Da Monza alla Brianza, in cammino con Agostino
Il tragitto che collega i 25 santuari mariani lungo 352 chilometri di terra brianzola disegna un fiore di rosa. È il cammino di Sant’Agostino, vescovo di Ippona, che soggiornò e si convertì a Cassano Brianza. Punto di partenza e di arrivo è a Monza il Santuario di Santa Maria delle Grazie, in prossimità del fiume Lambro.
Il tragitto che collega i venticinque santuari mariani lungo 352 chilometri di terra brianzola disegna un fiore di rosa. È il cammino di Sant’Agostino, vescovo di Ippona, che prima di ricevere il Santo Battesimo per mano di Ambrogio, soggiornò e si convertì, come ricorda nelle sue Confessioni, a Rus Cassiciacum, volgarmente detto Cassano Brianza, tappa del nono giorno del pellegrinaggio lombardo. Punto di partenza e di arrivo è, a Monza, il Santuario di Santa Maria delle Grazie che sorge a settentrione, in prossimità del fiume Lambro.
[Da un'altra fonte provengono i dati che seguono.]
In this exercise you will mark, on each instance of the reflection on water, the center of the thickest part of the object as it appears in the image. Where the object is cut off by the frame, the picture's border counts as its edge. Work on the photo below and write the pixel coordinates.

Fu la ricorrenza della Natività di Maria, l’ 8 settembre del 1463, l’occasione per porre la prima pietra di quello che già quattro anni dopo sarebbe diventato il convento dei Frati Minori. La comunità francescana vi abitò fino al 1810 quando, per volontà di Napoleone Bonaparte, la vita comunitaria venne soppressa e i suoi beni confiscati. Solo nella prima metà del XX secolo il complesso venne restituito ai suoi primitivi abitanti e la chiesa riaperta al culto. Il tempio è preceduto da un portico sostenuto da colonne di marmo, eretto nel 1632. L’interno è a navata unica e sull’altare maggiore è collocata l’immagine dell’Annunciata cui è da sempre legata una profonda venerazione cittadina, così evidente da indurre il cardinale di Milano, Ildefonso Shuster a proclamare l’altare maggiore privilegiato a motivo della presenza della adorata icona.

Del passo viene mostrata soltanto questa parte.